The most magnificent urban center in the world at the time, the capital of Tang China, Chang’an (literally “Everlasting Peace”), was a walled city built in alignment with the stars to symbolize its role as the world in miniature. The city witnessed the most splendid cultural achievements during the eighth century. As home to the most accomplished artists and thinkers of the day, it played much the same role as Florence did in fifteenth-century Europe. Just as it was witness to the height of Tang culture in the eighth century, it also was destined to be the focal point of the dynasty’s decline: when a rogue general decided to rebel in 756, not only was the emperor sent tem- porarily into exile, but the artists, poets, and priests of the city also fled. Although the political structure of the Tang remained in place for another 150 years (until 907), the city and state, with resources scattered, were weakened. Pretenders to the throne began to emerge, warlords began to consolidate authority, and nomadic peoples on the northern and western borders of the country also competed for political power. But it was a gentle decline: overall the three hundred years of the Tang were marked by impressive advances in all aspects of art, science, and philosophy.

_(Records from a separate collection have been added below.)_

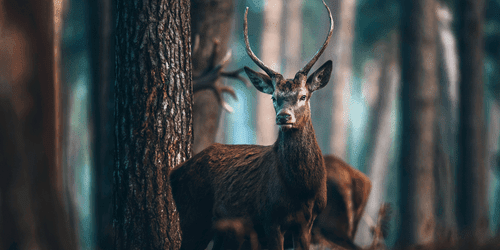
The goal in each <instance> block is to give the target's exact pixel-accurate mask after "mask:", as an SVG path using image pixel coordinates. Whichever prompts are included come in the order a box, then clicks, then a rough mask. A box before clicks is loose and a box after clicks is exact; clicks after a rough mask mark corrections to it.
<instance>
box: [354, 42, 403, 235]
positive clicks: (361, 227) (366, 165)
mask: <svg viewBox="0 0 500 250" xmlns="http://www.w3.org/2000/svg"><path fill="white" fill-rule="evenodd" d="M390 39H391V40H390V41H389V42H386V43H385V46H383V47H384V49H383V50H384V55H382V58H383V59H382V69H381V72H380V77H379V79H378V83H376V84H377V85H378V91H377V93H378V98H376V103H375V104H374V107H373V110H372V112H371V113H370V118H369V119H370V120H369V123H370V125H369V129H370V130H369V132H368V133H367V136H368V138H367V142H366V145H367V147H368V148H367V157H366V160H365V165H366V166H368V169H369V171H370V172H369V177H370V180H371V182H372V189H371V192H370V197H369V198H368V203H367V204H366V213H367V214H368V216H370V217H371V218H376V217H377V213H378V211H379V209H380V206H381V205H382V204H383V203H384V197H385V193H386V190H385V187H386V185H385V181H386V178H385V177H386V176H387V173H388V171H389V166H390V158H389V157H388V155H389V153H390V149H391V144H392V137H391V122H392V121H391V114H392V107H393V104H394V102H395V100H396V97H397V93H398V87H399V81H400V77H399V76H400V72H399V66H398V65H399V64H398V59H399V58H398V56H399V54H398V52H399V51H398V42H399V41H398V40H399V39H398V37H397V35H396V34H392V37H391V38H390ZM358 234H359V236H360V237H359V238H358V239H359V242H360V243H361V245H368V244H370V243H371V240H370V238H371V237H370V235H371V233H370V230H369V227H368V226H367V224H361V225H360V229H359V233H358Z"/></svg>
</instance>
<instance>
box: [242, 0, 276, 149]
mask: <svg viewBox="0 0 500 250" xmlns="http://www.w3.org/2000/svg"><path fill="white" fill-rule="evenodd" d="M282 12H283V1H282V0H269V1H268V2H267V4H266V7H265V9H264V20H263V28H262V32H263V33H262V40H261V53H260V55H261V56H260V57H259V58H260V59H261V60H262V62H264V64H266V65H267V66H269V67H270V68H272V69H273V70H275V71H277V72H280V67H281V24H282V22H281V15H282ZM250 25H252V24H250ZM253 25H256V24H253ZM256 103H257V104H256V105H257V106H256V109H255V121H256V136H257V144H259V145H271V144H273V143H274V142H275V141H276V138H277V136H278V128H277V126H276V122H275V116H276V114H275V112H274V109H273V102H272V101H271V96H270V95H268V94H263V93H260V92H257V102H256Z"/></svg>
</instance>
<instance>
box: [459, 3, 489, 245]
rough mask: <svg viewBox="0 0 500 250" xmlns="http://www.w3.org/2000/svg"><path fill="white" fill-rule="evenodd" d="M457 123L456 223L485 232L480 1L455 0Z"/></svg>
mask: <svg viewBox="0 0 500 250" xmlns="http://www.w3.org/2000/svg"><path fill="white" fill-rule="evenodd" d="M457 15H458V17H457V20H458V51H459V58H460V59H459V60H460V62H459V64H460V78H461V79H460V118H459V119H460V121H459V123H460V125H459V139H458V145H459V146H458V147H459V149H458V152H459V156H460V161H459V164H458V170H457V177H458V179H457V182H456V183H457V193H458V194H460V195H458V196H457V223H458V228H459V230H460V231H461V233H466V232H473V235H474V238H475V239H476V240H478V241H483V240H484V239H486V238H487V235H488V233H487V232H488V213H487V211H488V202H487V183H488V182H487V178H486V165H485V150H484V145H485V143H484V141H485V140H484V139H485V138H484V132H485V130H484V127H485V123H484V108H483V106H484V105H483V102H484V92H483V90H484V89H483V48H484V46H483V32H482V30H483V17H484V1H482V0H463V1H459V2H458V13H457Z"/></svg>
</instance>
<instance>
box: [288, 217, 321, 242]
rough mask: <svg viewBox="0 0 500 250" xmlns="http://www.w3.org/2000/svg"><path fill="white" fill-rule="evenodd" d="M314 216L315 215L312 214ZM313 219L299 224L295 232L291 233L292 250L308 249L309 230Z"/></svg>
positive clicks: (309, 233)
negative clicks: (297, 227) (302, 224)
mask: <svg viewBox="0 0 500 250" xmlns="http://www.w3.org/2000/svg"><path fill="white" fill-rule="evenodd" d="M314 218H316V216H314ZM313 222H314V220H310V221H309V222H307V223H306V224H303V225H300V226H299V227H298V228H297V232H296V233H295V234H294V235H293V247H294V250H309V247H310V245H311V231H312V225H313Z"/></svg>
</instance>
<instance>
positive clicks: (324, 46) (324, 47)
mask: <svg viewBox="0 0 500 250" xmlns="http://www.w3.org/2000/svg"><path fill="white" fill-rule="evenodd" d="M323 4H324V5H325V7H326V10H328V16H329V17H330V32H328V36H327V37H326V40H325V42H324V43H323V47H321V49H319V50H318V52H316V54H315V55H314V56H313V58H312V59H311V61H309V63H307V64H306V66H304V67H303V68H302V69H301V70H300V71H299V72H297V74H303V75H305V76H307V74H308V73H309V70H311V68H312V66H314V64H315V63H316V61H318V58H319V57H320V56H321V54H323V51H325V49H326V46H327V45H328V43H329V42H330V38H331V37H332V34H333V19H332V12H331V11H330V8H328V6H327V5H326V3H325V1H323Z"/></svg>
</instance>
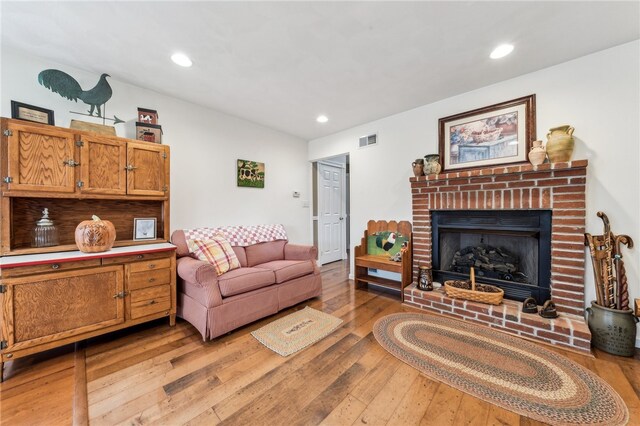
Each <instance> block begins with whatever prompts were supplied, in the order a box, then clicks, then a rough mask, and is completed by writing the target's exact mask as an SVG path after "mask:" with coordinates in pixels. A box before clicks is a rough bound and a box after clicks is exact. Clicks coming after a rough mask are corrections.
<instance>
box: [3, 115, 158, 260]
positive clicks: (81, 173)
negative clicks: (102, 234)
mask: <svg viewBox="0 0 640 426" xmlns="http://www.w3.org/2000/svg"><path fill="white" fill-rule="evenodd" d="M2 130H3V132H2V136H1V140H0V142H1V143H0V153H1V156H0V173H1V176H2V181H1V182H0V191H1V193H0V219H1V220H0V255H14V254H27V253H39V252H55V251H64V250H76V249H77V247H76V246H75V240H74V238H73V231H74V230H75V227H76V226H77V225H78V224H79V223H80V222H82V221H83V220H87V219H90V218H91V217H92V215H94V214H95V215H97V216H99V217H101V218H102V219H105V220H110V221H111V222H113V223H114V225H115V226H116V242H115V246H116V247H118V246H122V245H132V244H143V242H137V241H134V240H133V219H134V218H136V217H155V218H156V220H157V229H156V235H157V238H158V240H159V241H167V240H168V237H169V231H170V228H169V221H168V218H169V207H170V206H169V203H170V201H169V161H170V158H169V153H170V151H169V147H168V146H166V145H159V144H155V143H151V142H142V141H134V140H130V139H124V138H119V137H114V136H106V135H99V134H94V133H91V132H85V131H79V130H73V129H62V128H58V127H53V126H47V125H42V124H37V123H25V122H23V121H19V120H11V119H5V118H3V119H2ZM45 207H46V208H48V209H49V214H50V217H51V218H52V219H53V220H54V222H55V224H56V226H57V227H58V228H59V231H60V245H59V246H56V247H47V248H43V249H35V248H32V247H31V235H30V234H31V230H32V228H33V227H34V225H35V223H36V221H37V220H38V219H40V217H41V215H42V210H43V209H44V208H45ZM165 218H166V219H167V220H165ZM158 240H155V241H147V242H144V243H146V244H148V243H154V242H158Z"/></svg>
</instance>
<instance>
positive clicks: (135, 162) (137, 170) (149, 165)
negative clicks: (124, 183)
mask: <svg viewBox="0 0 640 426" xmlns="http://www.w3.org/2000/svg"><path fill="white" fill-rule="evenodd" d="M165 157H166V155H165V152H164V150H163V147H162V146H153V145H149V144H143V143H136V142H129V143H128V144H127V167H126V169H127V174H128V176H127V193H128V194H131V195H155V196H163V195H164V194H165V192H166V190H167V188H166V184H165V173H164V160H165Z"/></svg>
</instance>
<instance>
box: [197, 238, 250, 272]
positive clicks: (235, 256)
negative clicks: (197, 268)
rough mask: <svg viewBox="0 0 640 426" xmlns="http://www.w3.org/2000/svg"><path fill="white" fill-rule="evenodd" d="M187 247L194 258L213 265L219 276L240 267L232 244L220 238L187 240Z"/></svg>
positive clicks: (224, 239)
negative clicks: (206, 239)
mask: <svg viewBox="0 0 640 426" xmlns="http://www.w3.org/2000/svg"><path fill="white" fill-rule="evenodd" d="M187 245H188V246H189V252H190V253H191V255H192V256H193V257H195V258H196V259H198V260H202V261H204V262H208V263H210V264H212V265H213V266H214V268H216V273H217V274H218V275H222V274H224V273H225V272H229V271H230V270H232V269H236V268H239V267H240V261H239V260H238V258H237V257H236V254H235V252H234V251H233V249H232V248H231V244H229V242H228V241H227V240H225V239H224V238H222V237H220V236H216V237H212V238H211V239H208V240H187Z"/></svg>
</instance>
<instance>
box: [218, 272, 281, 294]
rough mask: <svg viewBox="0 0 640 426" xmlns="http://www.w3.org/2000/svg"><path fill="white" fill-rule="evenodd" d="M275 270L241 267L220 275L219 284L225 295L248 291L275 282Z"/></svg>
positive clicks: (219, 277)
mask: <svg viewBox="0 0 640 426" xmlns="http://www.w3.org/2000/svg"><path fill="white" fill-rule="evenodd" d="M275 282H276V280H275V274H274V273H273V271H270V270H268V269H264V268H240V269H234V270H233V271H229V272H227V273H226V274H223V275H220V276H219V277H218V286H219V287H220V293H221V294H222V296H223V297H229V296H233V295H236V294H241V293H246V292H248V291H251V290H255V289H257V288H262V287H267V286H270V285H271V284H273V283H275Z"/></svg>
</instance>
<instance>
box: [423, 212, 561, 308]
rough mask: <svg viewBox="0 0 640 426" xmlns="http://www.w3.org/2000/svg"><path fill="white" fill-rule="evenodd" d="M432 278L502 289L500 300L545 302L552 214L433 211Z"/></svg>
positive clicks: (550, 249)
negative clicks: (472, 275)
mask: <svg viewBox="0 0 640 426" xmlns="http://www.w3.org/2000/svg"><path fill="white" fill-rule="evenodd" d="M432 230H433V240H432V241H433V242H434V247H433V248H434V249H433V256H432V261H433V269H434V279H436V280H438V281H441V282H443V281H445V280H447V279H464V278H465V277H468V276H469V271H470V268H471V267H473V268H474V270H475V274H476V277H477V279H478V281H479V282H485V283H488V284H493V285H497V286H499V287H501V288H502V289H503V290H504V291H505V297H506V298H509V299H513V300H524V299H525V298H526V297H529V296H533V297H535V298H536V300H537V301H538V303H543V302H544V301H545V300H547V299H549V297H550V291H549V285H550V280H551V273H550V264H551V212H550V211H548V210H544V211H540V210H527V211H522V210H494V211H433V212H432Z"/></svg>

Above all, poetry flourished during the Tang, and indeed the Chinese think of Tang poetry as the greatest of all literary achievements. Tang poets like Du Fu, Li Bo, Wang Wei, and Bo Juyi created works of art that powerfully explored the relationships between sounds, images, and philosophy. Tang poets aimed to capture the fleeting and profound, influencing Chinese writers until the present day. Together with the surviving examples of painting and sculpture, Tang poetry manifests a Chinese inner vision and view of the world and cosmos in a way that more abstract scholarly works did not; these creative works express what might otherwise remain theoretical or ethereal into palpable, understandable, and immediate terms.

The Fall of Tang Dynasty

By the early tenth century, the Tang ruling house fell, and a period of chaos ensued. China was divided into at least fifteen different independent political regimes, and peoples on the border areas set up their own states. The cultural glory of Tang was eclipsed, surviving only among tiny warring states. However in the year 960, another unified empire arose, the Song.